Allergic and Anaphylactic Reactions

Allergic reactions range from mild urticaria to life-threatening anaphylaxis, often caused by donor plasma proteins interacting with recipient IgE. Anaphylaxis is severe and specifically observed in patients with selective IgA deficiency who possess anti-IgA antibodies.

  • Mild symptoms: Urticaria and pruritus
  • Severe symptoms: Hypotension, bronchospasm, and shock
  • Risk group: IgA-deficient patients
  • Management: Antihistamines for mild; epinephrine for severe cases

Transfusion-Related Acute Lung Injury (TRALI)

TRALI is a leading cause of transfusion-related mortality characterized by non-cardiogenic pulmonary edema occurring within six hours of transfusion. It is thought to be triggered by donor antibodies (anti-HLA or anti-HNA) that activate neutrophils in the recipient's lung.

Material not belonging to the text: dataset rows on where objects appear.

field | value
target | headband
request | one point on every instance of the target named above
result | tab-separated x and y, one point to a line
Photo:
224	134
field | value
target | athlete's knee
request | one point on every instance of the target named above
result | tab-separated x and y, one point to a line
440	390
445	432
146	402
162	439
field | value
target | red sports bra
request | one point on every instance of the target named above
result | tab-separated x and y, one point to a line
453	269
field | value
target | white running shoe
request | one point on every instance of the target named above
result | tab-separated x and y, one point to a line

  • Primary sign: Hypoxia and bilateral pulmonary infiltrates
  • Timing: Onset within 6 hours of transfusion
  • Management: Supportive oxygen therapy and ventilatory support
  • Key differentiator: Absence of fluid overload indicators

Exam Tip

Always prioritize the order of action: 'Stop, Check, and Inform'—the first step in any transfusion reaction is to immediately stop the blood product infusion.

Common Mistakes

  • Confusing the symptoms of AHTR with FNHTR, which leads to incorrect clinical management protocols.
  • Failing to mention that TRALI is a non-cardiogenic process, often incorrectly identifying it as circulatory overload (TACO).
  • Ignoring the specific risk factor of IgA deficiency when describing anaphylactic reactions.